Research: Google scholar
Well I have some publications that I have presented in conferences and published on the journals, whats next? Let’s now dig into the research platform that’s most often used by researchers: Google Scholar. Google Scholar provides a simple way to broadly search for scholarly literature. Google Scholar allows you to create a profile that showcases your own papers and the citations they’ve received. It also calculates a platform-dependent h-index, which many researchers love to track.
Google scholar will help you to more easily share your publications with new readers, and discover new citations to your work from across the entire scholarly web.
Step 1: Create your basic profile
Log on to scholar.google.com and click the “My Citations” link at the top of the page to get your account setup started.
On the first screen, add your affiliation information and university email address, so Google Scholar can confirm your account. Add keywords that are relevant to your research interests, so others can find you when browsing a subject area. Provide a link to your university homepage, if you have one. Click “Next Step,” and–that’s it! Your basic profile is done. Now, let’s add some publications to it.
Step 2: Add publications
Google has likely already been indexing your work for some time now as part of their mission as a scholarly search engine. So, this step is pretty easy, compared to what it takes to get your work on to Academia.edu or ResearchGate.
Google Scholar will provide you with a list of publications they think belong to you. You’ll need to read through the list of publications that it suggests as yours and select which ones you want to add to your profile. Beware–if you have a common name, it’s likely there’s some publications in this list that don’t belong to you. And there’s also possibly content that you don’t want on your profile because it’s not a scholarly article, or is not representative of your current research path, and so on. Read through the publications list and deselect any that you do not want to add to your profile, like the below newsletter item that Google Scholar thinks is a scholarly article, then click the grey “Add” button at the top of your profile.

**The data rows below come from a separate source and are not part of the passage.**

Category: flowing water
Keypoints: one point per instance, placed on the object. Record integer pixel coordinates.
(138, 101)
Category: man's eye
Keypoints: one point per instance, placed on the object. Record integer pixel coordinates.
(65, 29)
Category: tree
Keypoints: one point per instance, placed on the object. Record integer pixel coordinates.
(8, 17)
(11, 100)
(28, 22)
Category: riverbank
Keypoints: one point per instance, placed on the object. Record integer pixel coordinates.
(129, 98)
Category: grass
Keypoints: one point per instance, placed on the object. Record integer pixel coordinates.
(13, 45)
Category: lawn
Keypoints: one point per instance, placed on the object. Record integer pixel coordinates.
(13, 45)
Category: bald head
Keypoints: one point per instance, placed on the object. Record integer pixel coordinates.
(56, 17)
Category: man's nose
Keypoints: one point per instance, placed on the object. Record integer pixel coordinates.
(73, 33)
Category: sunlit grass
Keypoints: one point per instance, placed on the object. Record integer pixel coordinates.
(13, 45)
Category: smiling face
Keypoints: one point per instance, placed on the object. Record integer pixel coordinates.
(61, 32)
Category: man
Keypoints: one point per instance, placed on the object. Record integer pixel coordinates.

Next, confirm you want Google to automatically add new publications to your profile in the future. Note that this might add publications you didn’t author to your profile if you’ve got a very common name, but can be worth it for the time it saves you approving new articles every month.
Your profile is now almost complete! Two more steps: add a photo by clicking the “Change Photo” link on your profile homepage, and set your private profile to “Public.”
Step 3: Make your profile public
Your profile is private if you’ve just created it. Change your profile visibility by clicking “Edit” next to “My profile is private” and then selecting “My profile is public” in the drop-down box.
Bonus: Add co-authors
While your profile is technically complete, you’ll want to take advantage of Google Scholar’s built-in co-authorship network. Adding co-authors is a good way to let others know you’re now on Google Scholar, and will be useful later on in the Challenge, when we set up automatic alerts that can help you stay on top of new research in your field.
To add a suggested co-author, find the “Add Co-authors” section on the top right-hand section of your profile, then click the plus-sign next to each co-author you want to add.
That’s it! Now you’ve got a Google Scholar profile that helps you track when your work has been cited both in the peer-reviewed literature and elsewhere (more on that in a moment), and is yet another scholarly landing page that’ll connect others with your publications. The best part? Google Scholar’s pretty good at automatically adding new stuff to your profile, meaning you won’t have to do a lot of work to keep it up.